Kansas City initiates connected city transformation to drive efficiency, convenience
By Brielle Jaekel
May 10, 2016
Kansas City launches kiosks for consumer assistance
Kansas City, MO is teaming up with Sprint to establish deeper relationships with visitors and residents through free Wi-Fi, smart streetlights and interactive kiosks, a push that could provide local businesses with new marketing opportunities.
In an effort to become a more efficiently run municipality, Kansas City is launching a series of mobile innovations in the hopes of tapping data and connectivity to help solve and prevent problems. The first launch of the initiative will be present along a two-mile Streetcar starter line, including free Wi-Fi provided by Sprint, smart street lighting and kiosks with real-time data updates, while team members of IT developer Cisco continually work on new applications for city connectivity.
Kansas City is stepping up its ability to connect with consumers digitally, said Shuli Lowy, director of customer success, Americas at TVTY. The step is not only aimed at providing conveniences to local consumers but also as an effort to attract the tech community to the location.
The city's efforts to modernize its infrastructure and specifically, open the doors for developers, is a strategic method to build a community of digital innovators, she said.

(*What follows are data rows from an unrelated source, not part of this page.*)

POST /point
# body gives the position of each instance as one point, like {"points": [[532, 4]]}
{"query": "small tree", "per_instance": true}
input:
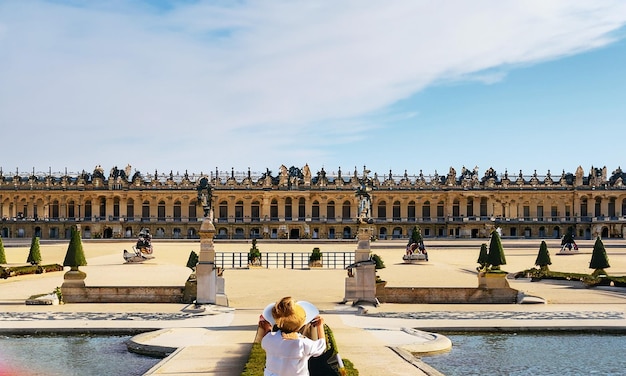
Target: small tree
{"points": [[568, 238], [192, 262], [599, 259], [543, 257], [379, 261], [75, 256], [495, 257], [34, 255], [254, 256], [316, 255], [416, 236], [482, 257], [3, 257]]}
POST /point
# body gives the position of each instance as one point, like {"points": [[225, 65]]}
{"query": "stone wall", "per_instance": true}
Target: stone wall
{"points": [[446, 295]]}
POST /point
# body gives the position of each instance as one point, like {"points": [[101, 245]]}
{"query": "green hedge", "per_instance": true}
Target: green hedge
{"points": [[12, 271]]}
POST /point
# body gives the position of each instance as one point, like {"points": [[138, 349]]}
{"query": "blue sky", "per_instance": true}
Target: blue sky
{"points": [[400, 85]]}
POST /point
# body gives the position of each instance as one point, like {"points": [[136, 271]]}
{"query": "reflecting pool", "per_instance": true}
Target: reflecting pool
{"points": [[532, 354], [69, 355]]}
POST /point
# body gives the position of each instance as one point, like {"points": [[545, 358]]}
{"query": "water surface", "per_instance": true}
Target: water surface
{"points": [[69, 355], [534, 354]]}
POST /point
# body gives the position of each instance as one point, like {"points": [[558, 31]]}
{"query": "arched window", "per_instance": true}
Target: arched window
{"points": [[161, 210], [223, 217], [347, 232], [274, 210], [301, 208], [411, 211], [130, 209], [315, 210], [583, 207], [116, 208], [483, 207], [256, 211], [288, 209], [193, 214], [397, 233], [177, 212], [239, 211], [426, 211], [88, 213], [54, 210], [382, 210], [330, 211], [396, 211], [470, 207], [345, 212], [542, 232], [103, 208], [160, 233], [71, 210], [145, 211], [440, 213]]}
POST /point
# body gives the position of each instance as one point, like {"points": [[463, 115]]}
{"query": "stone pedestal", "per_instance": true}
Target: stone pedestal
{"points": [[361, 281], [74, 278], [491, 280], [210, 285]]}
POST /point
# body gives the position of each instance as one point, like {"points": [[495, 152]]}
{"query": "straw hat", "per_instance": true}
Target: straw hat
{"points": [[288, 315]]}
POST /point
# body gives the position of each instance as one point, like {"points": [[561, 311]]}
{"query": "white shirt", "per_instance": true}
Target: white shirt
{"points": [[289, 357]]}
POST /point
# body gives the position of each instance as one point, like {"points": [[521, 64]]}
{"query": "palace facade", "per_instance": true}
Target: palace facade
{"points": [[295, 204]]}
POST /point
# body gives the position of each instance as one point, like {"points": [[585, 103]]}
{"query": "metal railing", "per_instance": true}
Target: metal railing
{"points": [[283, 260]]}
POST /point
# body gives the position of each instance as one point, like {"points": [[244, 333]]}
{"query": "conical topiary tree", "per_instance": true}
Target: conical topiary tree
{"points": [[34, 255], [495, 257], [543, 257], [568, 238], [192, 262], [482, 257], [416, 236], [254, 255], [3, 257], [599, 259], [75, 255]]}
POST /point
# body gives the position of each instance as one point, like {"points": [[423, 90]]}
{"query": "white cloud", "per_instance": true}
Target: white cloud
{"points": [[216, 72]]}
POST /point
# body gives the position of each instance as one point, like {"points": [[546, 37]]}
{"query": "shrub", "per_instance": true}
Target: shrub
{"points": [[495, 257], [599, 259], [482, 257], [254, 252], [34, 255], [379, 261], [3, 258], [192, 261], [543, 257], [75, 255], [316, 255]]}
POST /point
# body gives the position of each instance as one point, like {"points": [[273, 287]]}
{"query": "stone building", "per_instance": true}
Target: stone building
{"points": [[296, 204]]}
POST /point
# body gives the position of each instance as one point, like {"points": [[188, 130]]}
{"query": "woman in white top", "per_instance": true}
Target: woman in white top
{"points": [[287, 351]]}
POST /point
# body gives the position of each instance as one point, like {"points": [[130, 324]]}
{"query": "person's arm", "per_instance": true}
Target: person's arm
{"points": [[318, 324], [263, 328]]}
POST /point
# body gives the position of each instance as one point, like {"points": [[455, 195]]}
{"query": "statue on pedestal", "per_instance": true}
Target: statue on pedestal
{"points": [[205, 195]]}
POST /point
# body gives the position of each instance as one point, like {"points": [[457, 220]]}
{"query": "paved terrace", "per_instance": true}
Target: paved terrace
{"points": [[217, 341]]}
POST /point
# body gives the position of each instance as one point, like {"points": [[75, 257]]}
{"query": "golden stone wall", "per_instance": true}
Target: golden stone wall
{"points": [[296, 204]]}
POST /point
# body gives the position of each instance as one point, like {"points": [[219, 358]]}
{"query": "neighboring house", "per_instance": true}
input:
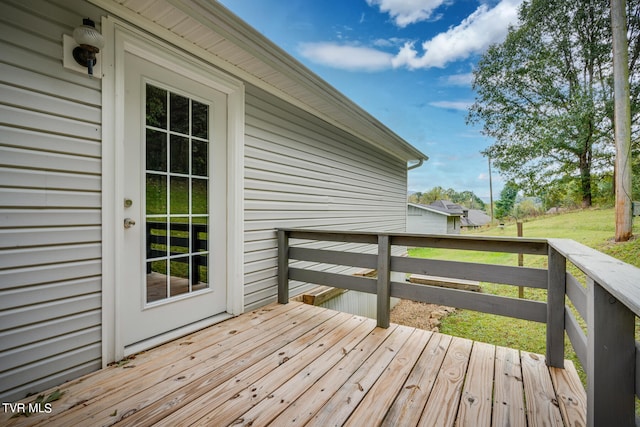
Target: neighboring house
{"points": [[140, 204], [438, 218], [474, 218]]}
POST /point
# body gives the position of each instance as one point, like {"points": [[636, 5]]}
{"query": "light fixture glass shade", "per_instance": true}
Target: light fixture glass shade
{"points": [[87, 35]]}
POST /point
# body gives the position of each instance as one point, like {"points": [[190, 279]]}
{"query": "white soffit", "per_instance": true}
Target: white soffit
{"points": [[209, 30]]}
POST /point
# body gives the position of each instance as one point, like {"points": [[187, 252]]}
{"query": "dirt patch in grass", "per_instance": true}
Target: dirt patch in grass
{"points": [[420, 315]]}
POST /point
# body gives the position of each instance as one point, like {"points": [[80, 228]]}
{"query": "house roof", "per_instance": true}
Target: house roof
{"points": [[435, 209], [211, 31], [475, 218]]}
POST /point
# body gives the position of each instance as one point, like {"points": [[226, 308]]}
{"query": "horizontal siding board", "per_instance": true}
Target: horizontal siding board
{"points": [[310, 158], [57, 378], [299, 172], [33, 60], [23, 178], [20, 77], [57, 345], [13, 218], [21, 158], [64, 325], [14, 278], [35, 101], [38, 237], [295, 124], [39, 373], [38, 294], [48, 255], [48, 143], [50, 201], [47, 123], [29, 41], [38, 313], [43, 198]]}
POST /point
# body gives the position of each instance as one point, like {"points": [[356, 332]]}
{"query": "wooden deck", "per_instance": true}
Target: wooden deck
{"points": [[297, 365]]}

The use of big data is particularly interesting.
It can allow the city to have a better understanding of real time traffic flows as well as who is where at what time. This can serve as an important step towards allocating community resources.
Kansas City connectivity
Kansas City is working to become a more modern township through the use of mobile and technology. Following the recent Wi-Fi rollout, Cisco and Think Big will be working to discover innovative apps for residents and visitors to make their experience in the city more convenient and enjoyable.

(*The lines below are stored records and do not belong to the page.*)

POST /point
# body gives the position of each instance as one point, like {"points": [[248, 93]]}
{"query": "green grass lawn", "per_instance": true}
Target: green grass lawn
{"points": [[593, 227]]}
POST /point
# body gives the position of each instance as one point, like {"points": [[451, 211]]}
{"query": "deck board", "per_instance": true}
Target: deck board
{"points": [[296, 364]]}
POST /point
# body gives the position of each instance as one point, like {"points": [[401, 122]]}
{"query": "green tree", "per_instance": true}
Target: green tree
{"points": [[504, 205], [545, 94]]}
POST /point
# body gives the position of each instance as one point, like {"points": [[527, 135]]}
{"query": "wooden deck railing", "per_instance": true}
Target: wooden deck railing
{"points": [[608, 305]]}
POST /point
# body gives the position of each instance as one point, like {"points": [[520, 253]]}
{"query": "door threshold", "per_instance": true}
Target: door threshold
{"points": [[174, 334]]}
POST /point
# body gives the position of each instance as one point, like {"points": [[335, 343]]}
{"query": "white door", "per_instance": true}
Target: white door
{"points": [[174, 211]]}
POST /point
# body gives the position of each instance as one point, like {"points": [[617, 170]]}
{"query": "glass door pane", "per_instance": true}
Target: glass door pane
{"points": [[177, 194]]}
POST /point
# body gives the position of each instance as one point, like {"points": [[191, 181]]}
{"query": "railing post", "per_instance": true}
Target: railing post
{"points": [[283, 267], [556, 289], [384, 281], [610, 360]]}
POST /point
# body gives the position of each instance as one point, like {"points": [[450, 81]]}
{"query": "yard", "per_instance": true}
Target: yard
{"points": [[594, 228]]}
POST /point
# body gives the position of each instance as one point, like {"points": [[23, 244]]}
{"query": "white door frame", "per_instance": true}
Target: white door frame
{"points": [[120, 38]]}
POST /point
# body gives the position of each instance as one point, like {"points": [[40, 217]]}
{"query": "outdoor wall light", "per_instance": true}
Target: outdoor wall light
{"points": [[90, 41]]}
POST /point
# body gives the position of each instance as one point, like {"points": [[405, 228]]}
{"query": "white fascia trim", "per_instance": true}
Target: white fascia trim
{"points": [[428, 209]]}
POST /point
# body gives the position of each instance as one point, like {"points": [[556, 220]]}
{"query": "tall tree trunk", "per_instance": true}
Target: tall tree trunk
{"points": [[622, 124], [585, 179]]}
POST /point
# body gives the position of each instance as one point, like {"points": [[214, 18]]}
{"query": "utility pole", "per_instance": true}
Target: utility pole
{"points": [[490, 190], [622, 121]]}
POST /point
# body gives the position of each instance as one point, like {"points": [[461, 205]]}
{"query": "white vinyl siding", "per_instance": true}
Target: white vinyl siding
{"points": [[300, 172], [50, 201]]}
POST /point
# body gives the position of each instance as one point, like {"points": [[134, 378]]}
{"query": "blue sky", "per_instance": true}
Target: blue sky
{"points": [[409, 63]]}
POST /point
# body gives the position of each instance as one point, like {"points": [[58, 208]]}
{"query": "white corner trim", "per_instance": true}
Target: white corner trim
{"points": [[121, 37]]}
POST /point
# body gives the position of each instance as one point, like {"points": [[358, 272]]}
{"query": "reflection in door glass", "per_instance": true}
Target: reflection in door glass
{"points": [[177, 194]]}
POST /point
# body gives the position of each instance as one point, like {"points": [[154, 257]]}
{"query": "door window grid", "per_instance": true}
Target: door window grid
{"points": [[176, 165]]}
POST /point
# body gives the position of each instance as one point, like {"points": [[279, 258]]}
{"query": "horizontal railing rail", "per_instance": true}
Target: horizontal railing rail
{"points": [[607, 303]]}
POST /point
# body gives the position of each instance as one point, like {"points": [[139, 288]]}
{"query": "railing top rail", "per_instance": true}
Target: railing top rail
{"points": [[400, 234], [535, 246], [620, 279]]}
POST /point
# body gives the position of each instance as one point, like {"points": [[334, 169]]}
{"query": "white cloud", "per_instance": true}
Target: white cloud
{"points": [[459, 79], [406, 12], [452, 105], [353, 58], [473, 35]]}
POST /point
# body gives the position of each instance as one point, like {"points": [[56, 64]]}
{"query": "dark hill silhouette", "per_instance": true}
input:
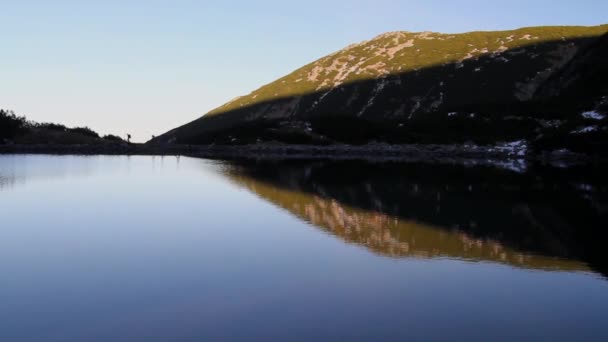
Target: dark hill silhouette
{"points": [[497, 94]]}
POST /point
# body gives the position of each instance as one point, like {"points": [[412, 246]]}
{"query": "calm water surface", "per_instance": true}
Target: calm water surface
{"points": [[183, 249]]}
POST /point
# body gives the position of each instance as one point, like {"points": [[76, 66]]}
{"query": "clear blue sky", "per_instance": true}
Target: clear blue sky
{"points": [[143, 67]]}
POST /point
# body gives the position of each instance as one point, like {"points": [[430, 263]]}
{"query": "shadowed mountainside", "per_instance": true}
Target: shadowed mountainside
{"points": [[401, 87], [478, 214]]}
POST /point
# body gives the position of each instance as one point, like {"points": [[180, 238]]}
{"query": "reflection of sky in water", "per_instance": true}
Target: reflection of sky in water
{"points": [[143, 248]]}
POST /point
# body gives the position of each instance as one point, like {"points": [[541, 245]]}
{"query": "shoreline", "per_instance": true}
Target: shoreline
{"points": [[507, 153]]}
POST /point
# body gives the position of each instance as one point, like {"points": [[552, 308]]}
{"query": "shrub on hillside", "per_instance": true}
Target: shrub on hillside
{"points": [[11, 125]]}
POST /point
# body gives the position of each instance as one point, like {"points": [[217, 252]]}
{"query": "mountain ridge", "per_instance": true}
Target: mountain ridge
{"points": [[402, 78]]}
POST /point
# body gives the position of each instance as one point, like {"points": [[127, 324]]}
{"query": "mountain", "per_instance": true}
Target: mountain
{"points": [[546, 85]]}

Future apps are likely to help citizens and city employees with lighting, traffic, water, waste and parking management, along with environment and security issues. Sprint is currently providing free Wi-Fi to passersby through sensors on city streetlights, which will be the basis for a large database of connectivity capability.

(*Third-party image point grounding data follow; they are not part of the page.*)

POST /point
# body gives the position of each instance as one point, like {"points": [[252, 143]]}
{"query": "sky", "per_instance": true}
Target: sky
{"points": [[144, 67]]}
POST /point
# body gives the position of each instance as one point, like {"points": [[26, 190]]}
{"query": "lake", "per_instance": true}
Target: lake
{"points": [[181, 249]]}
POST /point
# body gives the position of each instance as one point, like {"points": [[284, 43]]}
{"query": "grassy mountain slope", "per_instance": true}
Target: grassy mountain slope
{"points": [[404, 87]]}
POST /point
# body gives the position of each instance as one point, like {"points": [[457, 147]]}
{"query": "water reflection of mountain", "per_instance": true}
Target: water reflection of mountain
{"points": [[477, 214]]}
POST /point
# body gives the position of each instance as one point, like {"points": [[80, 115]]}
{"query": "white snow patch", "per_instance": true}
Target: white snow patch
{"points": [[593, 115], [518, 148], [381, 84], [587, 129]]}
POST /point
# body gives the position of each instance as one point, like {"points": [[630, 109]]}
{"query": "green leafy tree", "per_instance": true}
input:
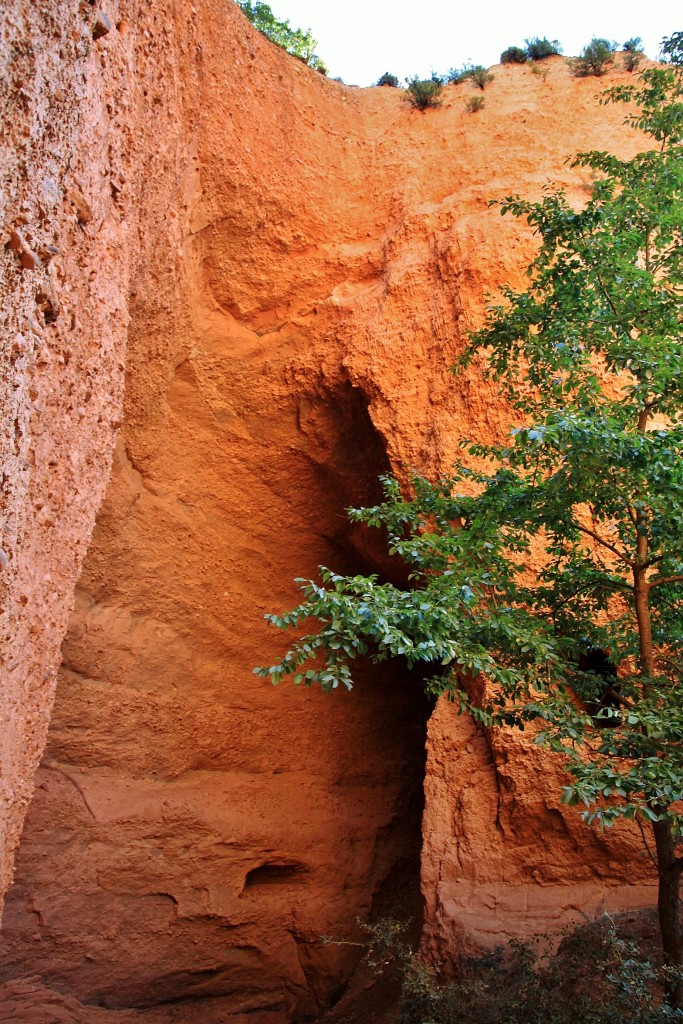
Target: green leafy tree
{"points": [[297, 42], [552, 565]]}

Future parking sensors will be able to notify drivers of various parking information through SMS such as when a consumer has passed their paid time for parking. Users will also be able to report issues from around the city such as a burnt out streetlight, through various mobile pushes.
Current streetlights are saving the city money on energy, through the use of sensors that dim lights when no one is around.
Local business marketing
The internet of things is providing marketers with the ability to really connect with consumers.
For instance, GE Appliances cemented its status as a mobile-first appliance manufacturer by rolling out three new channels on the IFTTT app, suggesting its IoT-focused ploy will fuel more consumers to adopt smart home technology (see more
Also, MillerCoors created a highly relevant ad campaign that connects with New York's younger demographic by serving localized mobile playlists on the Shazam app (see more
The advancements can also be used as a valuable tool for marketers, Mrs. Lowy said. Consumers have been shows to be more willing to extend their digital experiences when they are connected to Wi-Fi rather than using their data plan.
For example, if a consumer is walking and decides that they would like to download an app many may think twice about doing so on the spot because it uses up a substantial amount of data, she said. When there is widespread Wi-Fi available consumers are more inclined to act right then and complete the action.
Thus, widespread Wi-Fi can lead to increased conversion rates particularly those related to app downloads, video views, and image scrolling.